Security

Simulating AI Security Threats: Insights from a Tabletop Workshop

Zassmin

20 Aug 2024 — 3 min read

This August, at the AI Security Forum during Hacker Summer Camp in Vegas, I had the opportunity to run an immersive tabletop workshop. As someone who enjoys crafting these exercises, I find particular satisfaction in observing real-time participant engagement. This experience reminded me of the ways security is a team sport, requiring collaboration across an entire organization or even nations to get right.

The Power of Tabletop Exercises

Much like sports, excelling in security demands collaboration, practice, preparation, training, and coaching. Tabletop exercises, when designed effectively, incorporate these elements in an engaging, playful manner. They provide a unique platform for professionals to test their skills, challenge their thinking, and learn from one another in a low-stakes environment.

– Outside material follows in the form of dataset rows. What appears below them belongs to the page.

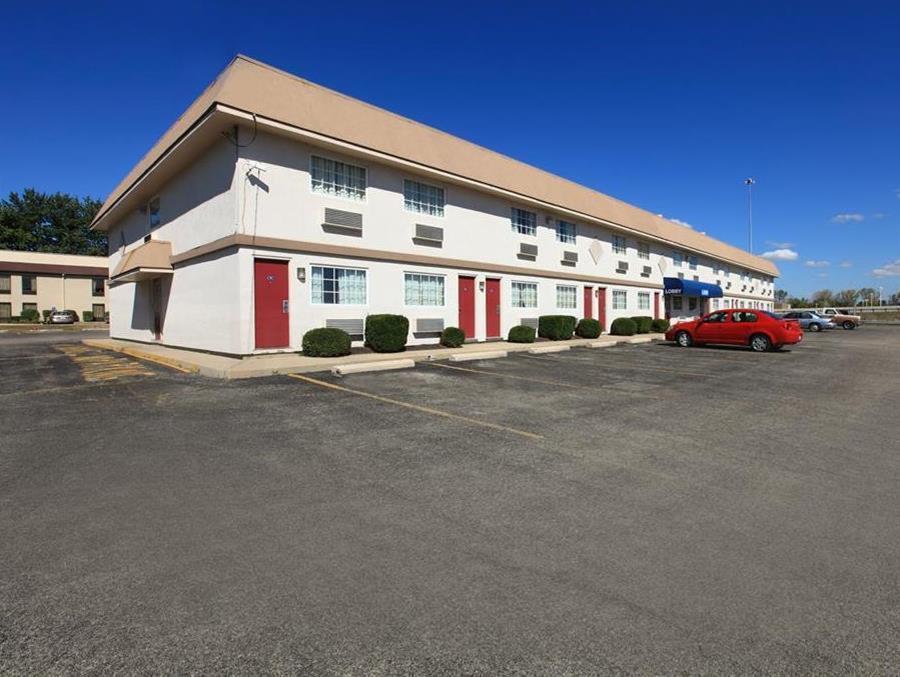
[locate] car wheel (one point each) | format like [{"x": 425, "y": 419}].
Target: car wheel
[{"x": 760, "y": 343}]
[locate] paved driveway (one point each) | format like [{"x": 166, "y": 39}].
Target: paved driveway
[{"x": 640, "y": 509}]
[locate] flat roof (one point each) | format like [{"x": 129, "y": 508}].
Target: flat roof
[{"x": 257, "y": 88}]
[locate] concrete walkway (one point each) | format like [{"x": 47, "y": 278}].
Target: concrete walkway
[{"x": 219, "y": 366}]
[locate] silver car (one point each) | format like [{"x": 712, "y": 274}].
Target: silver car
[{"x": 809, "y": 321}]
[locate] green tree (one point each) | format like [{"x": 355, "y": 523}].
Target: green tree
[{"x": 57, "y": 223}]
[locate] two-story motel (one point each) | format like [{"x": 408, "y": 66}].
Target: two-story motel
[{"x": 273, "y": 206}]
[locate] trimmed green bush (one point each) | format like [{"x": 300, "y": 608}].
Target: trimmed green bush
[
  {"x": 623, "y": 326},
  {"x": 556, "y": 327},
  {"x": 588, "y": 328},
  {"x": 29, "y": 315},
  {"x": 453, "y": 337},
  {"x": 387, "y": 333},
  {"x": 642, "y": 323},
  {"x": 326, "y": 342},
  {"x": 521, "y": 334}
]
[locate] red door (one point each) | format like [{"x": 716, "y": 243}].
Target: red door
[
  {"x": 601, "y": 307},
  {"x": 270, "y": 283},
  {"x": 467, "y": 305},
  {"x": 492, "y": 308}
]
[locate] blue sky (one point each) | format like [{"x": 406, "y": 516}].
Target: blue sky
[{"x": 668, "y": 106}]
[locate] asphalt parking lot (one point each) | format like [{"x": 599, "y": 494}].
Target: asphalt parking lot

Setting the Stage: Haven Labs and AI Model Weights Exfiltration

For this workshop, I developed a scenario centered around AI model weights exfiltration at a fictional research lab, Haven Labs, on the brink of achieving Artificial General Intelligence (AGI). The narrative encompassed the discovery of the exfiltration and Haven Labs' subsequent response and actions.

Four teams, each comprising five to six individuals with diverse backgrounds –– including ML engineers, security practitioners, infrastructure engineers, attorneys, and professors –– were tasked with acting as external incident responders. Their mission: identify attack vectors, conduct an impact assessment, and provide recommendations.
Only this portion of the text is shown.